Stadt Wiesbaden bildet ehrenamtliche Helfer aus

Seelsorgerlicher Beistand für Muslime

In Wiesbaden leben etwa 26.000 Muslime. Ansprechpartner in geistlichen Fragen sind die Imame. Wenn ihre Mitglieder ins Krankenhaus oder ins Altenheim kommen, sind die Gemeinden mit der Betreuung allerdings meist überfordert. In Zukunft sollen Seelsorgehelfer diese Lücke füllen.

Autor/in:
Lieselotte Wendl
 (DR)

Seit April werden im Projekt MUSE (Muslimische Seelsorge) die ersten 17 Personen ausgebildet. Nach einer insgesamt 122 Stunden umfassenden Qualifizierung sollen die ersten ab November in den örtlichen Horst-Schmidt-Kliniken eingesetzt werden. Das Besondere: Es handelt sich um ein rein städtisches Projekt. Projektleiterin Gülbahar Erdem freut sich über diese "einzigartige Konstellation". Hier habe die Integrationsvereinbarung, die die Stadt 2007 mit den meisten islamischen Gemeinden getroffen hat, lebendige Gestalt angenommen.

Schon seit Jahren sei in den Sozialsystemen der Bedarf an kultur- und religionssensibler Pflege groß. Das gleiche gelte auch für die Seelsorge. Gerade in persönlichen Krisen, wie sie Alter, Krankheit oder Behinderung mit sich brächten, brauchten Muslime wie Menschen anderer Religionen auch seelsorgerlichen Beistand, sagt die Islamwissenschaftlerin. Dieser könne von den christlichen Krankenhausseelsorgern nicht geleistet werden. "Hier fehlt nicht nur der Zugang durch die Sprache, sondern auch das grundlegende religiöse Verständnis."

"Ich selbst lerne dabei viel"
Das sieht Sunny Panitz der, im Wiesbadener Dekanat für die Krankenhausseelsorge zuständig, genauso. Der Pfarrer der evangelischen Ringkirchengemeinde sitzt neben den Vertretern der islamischen Gemeinden, der katholischen Kirche sowie weiteren Fachleuten aus Recht, Theologie und Psychologie und der Horst-Schmidt-Kliniken in einem Fachbeirat, der das Projekt unterstützt.

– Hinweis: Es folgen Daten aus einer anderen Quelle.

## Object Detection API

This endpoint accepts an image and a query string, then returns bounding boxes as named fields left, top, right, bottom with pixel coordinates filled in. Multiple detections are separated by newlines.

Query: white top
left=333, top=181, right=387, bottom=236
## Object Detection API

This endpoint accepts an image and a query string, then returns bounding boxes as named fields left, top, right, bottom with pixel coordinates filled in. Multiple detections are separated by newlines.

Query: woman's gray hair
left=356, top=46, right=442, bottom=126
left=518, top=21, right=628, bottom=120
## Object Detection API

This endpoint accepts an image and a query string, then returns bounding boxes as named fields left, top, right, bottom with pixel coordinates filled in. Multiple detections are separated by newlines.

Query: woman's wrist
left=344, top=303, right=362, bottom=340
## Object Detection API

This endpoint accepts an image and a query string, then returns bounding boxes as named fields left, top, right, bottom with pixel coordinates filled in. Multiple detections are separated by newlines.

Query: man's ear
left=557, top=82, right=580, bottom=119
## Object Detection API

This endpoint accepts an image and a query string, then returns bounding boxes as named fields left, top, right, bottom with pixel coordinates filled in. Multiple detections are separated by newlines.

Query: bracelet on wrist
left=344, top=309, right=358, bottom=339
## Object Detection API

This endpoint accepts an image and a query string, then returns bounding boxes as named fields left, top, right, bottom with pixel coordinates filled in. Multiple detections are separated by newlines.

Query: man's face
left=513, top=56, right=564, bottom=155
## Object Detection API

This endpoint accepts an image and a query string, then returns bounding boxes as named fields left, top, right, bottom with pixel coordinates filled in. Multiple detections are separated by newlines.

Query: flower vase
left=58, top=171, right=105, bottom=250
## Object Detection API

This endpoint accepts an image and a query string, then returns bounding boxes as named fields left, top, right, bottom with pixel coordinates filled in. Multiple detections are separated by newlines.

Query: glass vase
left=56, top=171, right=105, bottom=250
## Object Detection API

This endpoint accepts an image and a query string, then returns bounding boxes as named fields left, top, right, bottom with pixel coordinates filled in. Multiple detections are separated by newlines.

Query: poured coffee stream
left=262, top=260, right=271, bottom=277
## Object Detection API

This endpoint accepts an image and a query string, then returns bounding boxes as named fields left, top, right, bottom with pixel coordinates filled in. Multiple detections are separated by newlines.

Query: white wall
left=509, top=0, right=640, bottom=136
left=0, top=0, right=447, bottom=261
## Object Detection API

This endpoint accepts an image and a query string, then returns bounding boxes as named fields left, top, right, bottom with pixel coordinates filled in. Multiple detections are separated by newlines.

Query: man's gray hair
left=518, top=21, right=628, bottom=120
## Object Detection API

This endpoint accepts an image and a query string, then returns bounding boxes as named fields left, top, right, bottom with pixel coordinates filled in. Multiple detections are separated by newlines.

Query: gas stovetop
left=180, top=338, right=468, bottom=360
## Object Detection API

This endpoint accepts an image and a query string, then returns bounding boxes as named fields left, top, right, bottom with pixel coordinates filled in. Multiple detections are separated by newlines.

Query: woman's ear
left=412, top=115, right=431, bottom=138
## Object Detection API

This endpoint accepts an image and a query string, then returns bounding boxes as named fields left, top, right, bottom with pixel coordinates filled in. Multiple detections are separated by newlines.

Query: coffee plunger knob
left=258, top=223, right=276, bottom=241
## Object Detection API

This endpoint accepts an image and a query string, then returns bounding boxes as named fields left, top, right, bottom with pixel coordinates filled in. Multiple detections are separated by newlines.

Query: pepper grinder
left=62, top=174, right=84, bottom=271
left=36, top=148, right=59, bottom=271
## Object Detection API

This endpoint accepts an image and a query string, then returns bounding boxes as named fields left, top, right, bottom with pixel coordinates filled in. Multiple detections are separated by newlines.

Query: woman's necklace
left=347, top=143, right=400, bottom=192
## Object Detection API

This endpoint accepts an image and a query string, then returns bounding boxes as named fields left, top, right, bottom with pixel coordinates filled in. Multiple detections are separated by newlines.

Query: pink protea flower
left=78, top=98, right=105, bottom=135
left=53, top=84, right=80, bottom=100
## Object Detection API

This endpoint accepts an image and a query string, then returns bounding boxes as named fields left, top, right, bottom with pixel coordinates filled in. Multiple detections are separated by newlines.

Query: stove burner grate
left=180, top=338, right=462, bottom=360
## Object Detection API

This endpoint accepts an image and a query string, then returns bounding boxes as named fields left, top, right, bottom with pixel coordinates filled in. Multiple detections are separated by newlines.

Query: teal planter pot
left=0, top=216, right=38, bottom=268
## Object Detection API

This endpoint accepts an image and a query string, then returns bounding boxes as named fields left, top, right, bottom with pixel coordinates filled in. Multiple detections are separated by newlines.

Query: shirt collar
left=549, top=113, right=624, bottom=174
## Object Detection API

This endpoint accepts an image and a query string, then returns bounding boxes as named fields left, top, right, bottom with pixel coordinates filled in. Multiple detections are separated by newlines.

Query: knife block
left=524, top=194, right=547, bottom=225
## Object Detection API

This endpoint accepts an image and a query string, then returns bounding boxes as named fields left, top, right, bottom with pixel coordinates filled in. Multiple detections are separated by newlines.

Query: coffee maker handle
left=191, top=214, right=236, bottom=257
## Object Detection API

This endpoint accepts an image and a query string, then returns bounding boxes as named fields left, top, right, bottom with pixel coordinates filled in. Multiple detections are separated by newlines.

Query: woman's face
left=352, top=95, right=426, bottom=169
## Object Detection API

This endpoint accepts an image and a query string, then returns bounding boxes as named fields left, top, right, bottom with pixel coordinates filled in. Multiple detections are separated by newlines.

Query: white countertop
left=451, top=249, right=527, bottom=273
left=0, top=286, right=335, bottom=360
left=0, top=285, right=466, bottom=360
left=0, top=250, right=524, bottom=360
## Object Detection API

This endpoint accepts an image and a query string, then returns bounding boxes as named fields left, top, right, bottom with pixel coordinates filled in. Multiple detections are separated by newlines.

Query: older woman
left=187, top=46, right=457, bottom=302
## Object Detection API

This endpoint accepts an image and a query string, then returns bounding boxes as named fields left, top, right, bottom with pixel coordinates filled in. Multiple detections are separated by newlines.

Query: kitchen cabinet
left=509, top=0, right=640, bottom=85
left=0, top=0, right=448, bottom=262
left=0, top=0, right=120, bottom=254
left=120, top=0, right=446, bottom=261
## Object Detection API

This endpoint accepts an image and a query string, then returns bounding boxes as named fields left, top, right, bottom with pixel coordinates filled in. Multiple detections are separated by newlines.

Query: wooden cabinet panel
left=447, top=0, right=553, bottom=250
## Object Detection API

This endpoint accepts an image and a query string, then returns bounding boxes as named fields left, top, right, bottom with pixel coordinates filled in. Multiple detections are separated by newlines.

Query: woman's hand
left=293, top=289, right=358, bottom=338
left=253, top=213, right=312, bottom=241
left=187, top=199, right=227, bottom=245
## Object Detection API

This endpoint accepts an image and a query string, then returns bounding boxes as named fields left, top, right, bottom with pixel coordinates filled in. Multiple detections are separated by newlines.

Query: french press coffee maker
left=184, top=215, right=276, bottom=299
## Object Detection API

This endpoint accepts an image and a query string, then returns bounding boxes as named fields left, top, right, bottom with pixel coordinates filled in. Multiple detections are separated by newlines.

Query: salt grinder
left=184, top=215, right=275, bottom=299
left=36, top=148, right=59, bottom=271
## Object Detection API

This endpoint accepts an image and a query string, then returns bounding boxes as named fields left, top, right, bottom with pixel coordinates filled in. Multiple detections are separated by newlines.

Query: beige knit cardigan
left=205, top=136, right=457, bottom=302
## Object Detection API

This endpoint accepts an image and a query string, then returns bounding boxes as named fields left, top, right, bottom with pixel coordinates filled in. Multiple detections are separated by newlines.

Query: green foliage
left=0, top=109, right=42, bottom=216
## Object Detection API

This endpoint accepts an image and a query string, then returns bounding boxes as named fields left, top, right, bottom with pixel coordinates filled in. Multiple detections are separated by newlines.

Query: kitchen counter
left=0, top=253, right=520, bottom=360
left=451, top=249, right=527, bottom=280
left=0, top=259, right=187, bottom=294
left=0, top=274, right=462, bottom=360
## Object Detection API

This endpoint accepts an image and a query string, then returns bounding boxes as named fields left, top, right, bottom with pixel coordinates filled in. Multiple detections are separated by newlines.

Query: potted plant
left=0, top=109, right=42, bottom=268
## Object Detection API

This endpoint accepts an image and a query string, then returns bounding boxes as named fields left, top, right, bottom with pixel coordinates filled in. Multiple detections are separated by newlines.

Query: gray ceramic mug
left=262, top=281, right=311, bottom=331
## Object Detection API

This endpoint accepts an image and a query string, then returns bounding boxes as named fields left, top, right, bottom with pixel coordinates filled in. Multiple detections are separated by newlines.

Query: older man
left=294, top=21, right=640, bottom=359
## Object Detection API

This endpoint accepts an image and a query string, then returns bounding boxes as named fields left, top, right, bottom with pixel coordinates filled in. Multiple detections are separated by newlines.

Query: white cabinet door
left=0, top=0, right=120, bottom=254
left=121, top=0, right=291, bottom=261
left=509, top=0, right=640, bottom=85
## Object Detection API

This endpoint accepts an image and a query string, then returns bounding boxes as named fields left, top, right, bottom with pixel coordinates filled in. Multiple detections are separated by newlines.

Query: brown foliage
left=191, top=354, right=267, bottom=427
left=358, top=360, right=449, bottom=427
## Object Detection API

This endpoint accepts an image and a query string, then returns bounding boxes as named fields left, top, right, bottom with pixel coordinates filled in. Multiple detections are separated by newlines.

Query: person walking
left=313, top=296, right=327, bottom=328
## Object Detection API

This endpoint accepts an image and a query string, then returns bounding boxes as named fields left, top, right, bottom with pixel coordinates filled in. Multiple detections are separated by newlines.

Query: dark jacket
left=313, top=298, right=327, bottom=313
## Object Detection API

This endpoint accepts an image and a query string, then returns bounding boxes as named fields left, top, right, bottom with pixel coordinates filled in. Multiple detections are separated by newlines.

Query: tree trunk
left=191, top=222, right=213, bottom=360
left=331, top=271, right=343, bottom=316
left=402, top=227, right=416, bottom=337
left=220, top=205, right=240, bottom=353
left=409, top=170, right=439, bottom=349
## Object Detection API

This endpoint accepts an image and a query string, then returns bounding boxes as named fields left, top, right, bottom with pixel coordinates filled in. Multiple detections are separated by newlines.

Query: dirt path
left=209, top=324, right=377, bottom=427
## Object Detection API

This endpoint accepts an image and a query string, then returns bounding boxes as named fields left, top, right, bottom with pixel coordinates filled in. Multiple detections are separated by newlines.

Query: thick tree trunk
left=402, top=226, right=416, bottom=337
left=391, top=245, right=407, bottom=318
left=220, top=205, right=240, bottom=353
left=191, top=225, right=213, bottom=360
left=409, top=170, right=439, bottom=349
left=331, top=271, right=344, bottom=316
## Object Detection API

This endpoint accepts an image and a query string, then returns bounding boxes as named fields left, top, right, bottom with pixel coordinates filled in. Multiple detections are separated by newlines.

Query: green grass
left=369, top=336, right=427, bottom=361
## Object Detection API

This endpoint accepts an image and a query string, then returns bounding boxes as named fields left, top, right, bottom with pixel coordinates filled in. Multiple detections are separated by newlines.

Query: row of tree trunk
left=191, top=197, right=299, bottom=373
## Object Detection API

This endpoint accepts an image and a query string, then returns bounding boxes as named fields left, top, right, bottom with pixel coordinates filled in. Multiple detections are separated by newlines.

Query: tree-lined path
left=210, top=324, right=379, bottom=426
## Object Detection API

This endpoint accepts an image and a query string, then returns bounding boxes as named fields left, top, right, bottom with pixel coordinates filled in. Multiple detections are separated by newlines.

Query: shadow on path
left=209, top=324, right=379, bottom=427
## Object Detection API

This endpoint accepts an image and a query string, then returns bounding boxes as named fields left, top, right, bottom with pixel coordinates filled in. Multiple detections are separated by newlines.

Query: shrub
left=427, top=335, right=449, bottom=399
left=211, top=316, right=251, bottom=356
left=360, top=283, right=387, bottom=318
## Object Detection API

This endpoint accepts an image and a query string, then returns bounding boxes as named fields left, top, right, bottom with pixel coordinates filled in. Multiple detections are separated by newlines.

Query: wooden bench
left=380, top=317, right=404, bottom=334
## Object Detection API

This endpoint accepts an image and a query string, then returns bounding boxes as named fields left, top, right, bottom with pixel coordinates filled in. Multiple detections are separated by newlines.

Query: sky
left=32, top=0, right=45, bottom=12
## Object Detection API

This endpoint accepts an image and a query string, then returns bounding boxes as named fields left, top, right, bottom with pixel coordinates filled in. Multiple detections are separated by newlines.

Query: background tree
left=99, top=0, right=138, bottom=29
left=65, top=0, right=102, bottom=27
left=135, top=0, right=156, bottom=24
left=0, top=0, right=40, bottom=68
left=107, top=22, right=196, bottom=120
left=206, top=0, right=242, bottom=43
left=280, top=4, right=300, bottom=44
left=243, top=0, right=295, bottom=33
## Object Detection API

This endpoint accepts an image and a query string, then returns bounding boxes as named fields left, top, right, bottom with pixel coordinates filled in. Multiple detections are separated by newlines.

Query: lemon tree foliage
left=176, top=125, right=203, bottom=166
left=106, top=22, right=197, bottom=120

Panitz schätzt die Gespräche im Beirat und Erdem als einen "Glücksfall für den interreligiösen Dialog" in Wiesbaden. "Ich selbst lerne dabei viel", sagt er und macht auch einen Lerneffekt für die christlichen Seelsorger aus. Wenn der Stellenwert der Rituale, wie etwa das Vorlesen der richtigen Sure aus dem Koran, angesprochen werde, "führt uns das auch zurück zur Bedeutung des biblischen Wortes im Seelsorgegespräch". Dass MUSE als ein ambitioniertes rein städtisches Projekt laufe, bringe gleichzeitig für die Muslime die Gewissheit, dass ihre Religion anerkannt werde.

Die Inhalte der Ausbildung hat Erdem entwickelt und konnte dabei auch auf Erfahrungen der christlichen Seelsorge zurückgreifen. Im ersten Teil der Schulung lernen die Teilnehmenden die personenzentrierte Gesprächsführung. Der zweite Teil ist den islamischen Themen und theologischen Fragestellungen vorbehalten.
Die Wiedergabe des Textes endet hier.